Scott’s Domination and the Arts of Resistance, running to about 230 pages of text, opens by making the important analytical point that in any political system the visible record, or “public transcript”, is unlikely to tell the whole story about power relations. Rather, it is typically the self-portrait of dominant elites, reflecting how they would like their subordinates and the wider world to see them.

Alongside the public transcript is always a “hidden transcript” constituting what the powerless really think of the powerful. This finds expression in a wide variety of social practices, including rumour, gossip, folktale, song, gesture, humour and theatre. In many societies, it is the channel through which matters that often cannot be voiced aloud do in fact find an outlet. Infrapolitics, as Scott calls it, is disguised, unobtrusive and resistant. It is also the foundation on which visible political outbursts are built.
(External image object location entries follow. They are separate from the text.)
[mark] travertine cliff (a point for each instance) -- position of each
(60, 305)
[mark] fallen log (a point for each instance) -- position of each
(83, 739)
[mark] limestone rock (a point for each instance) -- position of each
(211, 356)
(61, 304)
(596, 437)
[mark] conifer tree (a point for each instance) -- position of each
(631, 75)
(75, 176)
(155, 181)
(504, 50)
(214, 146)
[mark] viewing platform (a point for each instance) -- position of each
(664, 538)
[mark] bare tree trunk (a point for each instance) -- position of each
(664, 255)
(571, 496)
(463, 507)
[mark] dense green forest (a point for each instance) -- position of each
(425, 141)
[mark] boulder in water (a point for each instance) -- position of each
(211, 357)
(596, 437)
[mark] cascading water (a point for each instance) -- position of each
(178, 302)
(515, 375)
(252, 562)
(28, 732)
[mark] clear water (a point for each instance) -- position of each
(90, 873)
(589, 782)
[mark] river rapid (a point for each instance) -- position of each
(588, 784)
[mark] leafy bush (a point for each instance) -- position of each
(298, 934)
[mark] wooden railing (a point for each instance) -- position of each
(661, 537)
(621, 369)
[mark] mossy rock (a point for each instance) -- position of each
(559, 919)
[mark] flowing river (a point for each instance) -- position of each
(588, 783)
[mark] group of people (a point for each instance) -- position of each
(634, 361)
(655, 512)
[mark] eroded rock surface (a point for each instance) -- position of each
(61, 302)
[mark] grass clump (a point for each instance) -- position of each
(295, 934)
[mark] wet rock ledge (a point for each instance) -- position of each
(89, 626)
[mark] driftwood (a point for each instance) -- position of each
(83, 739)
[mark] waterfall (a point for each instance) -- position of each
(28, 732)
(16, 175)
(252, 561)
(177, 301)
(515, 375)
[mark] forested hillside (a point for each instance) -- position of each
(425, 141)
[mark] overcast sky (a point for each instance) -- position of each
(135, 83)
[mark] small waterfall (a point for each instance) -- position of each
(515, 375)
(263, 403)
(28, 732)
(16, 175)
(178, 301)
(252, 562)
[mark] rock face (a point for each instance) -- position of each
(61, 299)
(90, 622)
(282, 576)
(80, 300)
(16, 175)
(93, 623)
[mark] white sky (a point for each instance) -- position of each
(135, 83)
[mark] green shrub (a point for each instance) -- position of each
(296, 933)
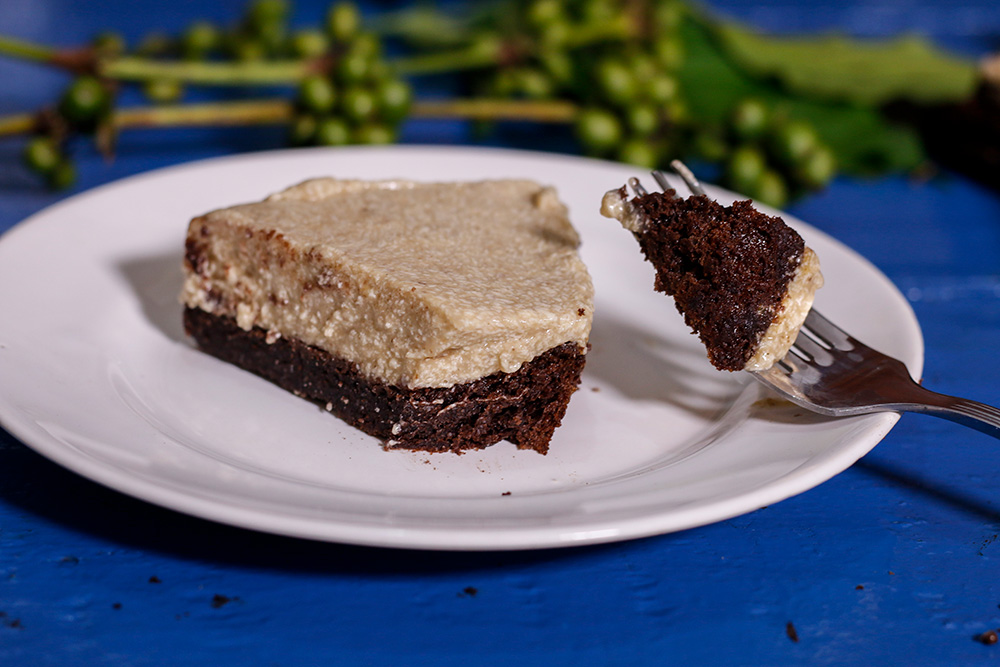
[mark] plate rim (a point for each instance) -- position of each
(876, 426)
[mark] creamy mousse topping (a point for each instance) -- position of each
(790, 314)
(419, 284)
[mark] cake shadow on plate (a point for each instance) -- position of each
(645, 366)
(156, 280)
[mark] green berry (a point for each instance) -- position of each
(750, 119)
(366, 44)
(163, 91)
(247, 49)
(669, 52)
(486, 45)
(643, 119)
(791, 142)
(598, 11)
(42, 154)
(598, 130)
(555, 35)
(154, 44)
(770, 189)
(818, 168)
(359, 104)
(302, 130)
(662, 89)
(317, 94)
(374, 133)
(200, 39)
(63, 175)
(639, 152)
(109, 43)
(615, 81)
(643, 66)
(746, 164)
(84, 101)
(309, 43)
(263, 15)
(557, 64)
(678, 112)
(710, 145)
(543, 12)
(394, 97)
(354, 67)
(343, 21)
(332, 132)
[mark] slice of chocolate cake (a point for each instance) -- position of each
(743, 280)
(434, 316)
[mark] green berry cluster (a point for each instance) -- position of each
(771, 156)
(81, 108)
(359, 100)
(631, 104)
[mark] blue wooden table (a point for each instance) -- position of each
(890, 562)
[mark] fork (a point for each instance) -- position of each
(830, 372)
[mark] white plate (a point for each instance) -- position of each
(95, 374)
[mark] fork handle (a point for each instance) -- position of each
(973, 414)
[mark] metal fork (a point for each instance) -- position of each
(830, 372)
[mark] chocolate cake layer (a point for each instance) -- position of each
(727, 267)
(524, 406)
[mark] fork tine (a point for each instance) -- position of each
(811, 349)
(828, 332)
(661, 180)
(687, 176)
(637, 187)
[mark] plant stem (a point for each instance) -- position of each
(472, 57)
(277, 111)
(249, 112)
(19, 48)
(130, 68)
(21, 123)
(541, 111)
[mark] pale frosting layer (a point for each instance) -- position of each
(779, 337)
(791, 313)
(419, 284)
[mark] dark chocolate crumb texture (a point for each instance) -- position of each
(524, 406)
(730, 270)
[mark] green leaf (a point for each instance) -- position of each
(863, 140)
(862, 72)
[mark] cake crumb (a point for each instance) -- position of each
(989, 637)
(219, 601)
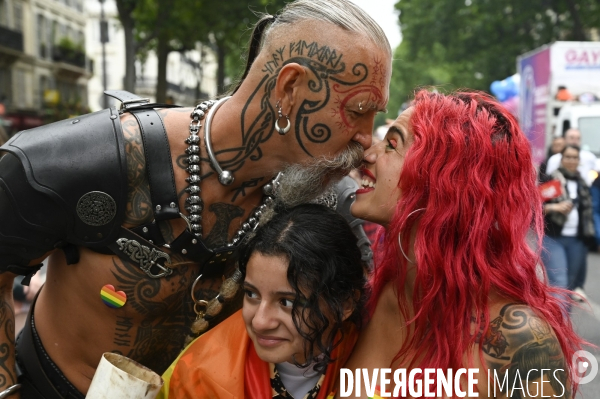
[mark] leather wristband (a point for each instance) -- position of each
(9, 391)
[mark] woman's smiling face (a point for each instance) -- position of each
(267, 310)
(379, 193)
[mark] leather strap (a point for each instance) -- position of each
(158, 164)
(35, 382)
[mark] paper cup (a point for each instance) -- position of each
(118, 377)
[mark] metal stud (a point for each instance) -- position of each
(193, 149)
(193, 179)
(193, 208)
(192, 140)
(193, 169)
(268, 189)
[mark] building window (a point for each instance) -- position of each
(18, 10)
(5, 86)
(20, 89)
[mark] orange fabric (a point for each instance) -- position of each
(213, 365)
(223, 364)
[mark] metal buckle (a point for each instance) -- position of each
(131, 103)
(145, 257)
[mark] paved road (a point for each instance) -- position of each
(587, 322)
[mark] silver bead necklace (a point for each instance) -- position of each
(194, 203)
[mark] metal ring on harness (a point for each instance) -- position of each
(198, 302)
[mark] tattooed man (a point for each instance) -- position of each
(133, 207)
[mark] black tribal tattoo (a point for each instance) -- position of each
(7, 323)
(519, 348)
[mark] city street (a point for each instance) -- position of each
(587, 322)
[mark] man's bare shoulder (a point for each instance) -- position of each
(523, 354)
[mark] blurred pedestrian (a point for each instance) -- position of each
(134, 206)
(456, 281)
(587, 160)
(558, 143)
(304, 294)
(569, 224)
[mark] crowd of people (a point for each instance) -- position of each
(205, 244)
(571, 210)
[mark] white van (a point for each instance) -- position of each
(586, 118)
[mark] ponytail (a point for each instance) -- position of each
(254, 45)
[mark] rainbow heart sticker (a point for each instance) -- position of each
(111, 298)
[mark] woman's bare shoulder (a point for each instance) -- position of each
(522, 353)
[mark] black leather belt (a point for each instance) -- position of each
(39, 376)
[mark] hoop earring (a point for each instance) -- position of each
(286, 129)
(399, 236)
As an example, Scott cites (on page 212) the formation of the Solidarity trade union in Poland in August 1980: “Behind 1980, then, lay a long prehistory, one comprising songs, popular poetry, jokes, street wisdom, political satire, not to mention a popular memory of the heroes, martyrs, and villains of earlier popular protest. Each failure lay down another sedimentary layer of popular memory that would nourish the movement of the 1980s.” The Burmese pro-democracy uprising in 1988 is a direct parallel.

While those who lived through it still have solid memories, it is surely important to gather as much data as possible about the Ne Win era. What were the social spaces in which offstage dissent could be uttered? How were they reshaped as the powerful and the powerless struggled to control territory? What were the key social practices through which the hidden transcript was assembled? How did they change over time? What was contained in that transcript? By the end of the period, which sentiments were predominant? What were the slogans that captured the mood of the people?

I don’t know of any systematic attempt to create an archive of this kind. In democratizing Myanmar, where universities are slowly being reconstructed from the ruins left by the junta that dissolved itself in March 2011, I hope it will be possible to focus on this critical dimension of national history.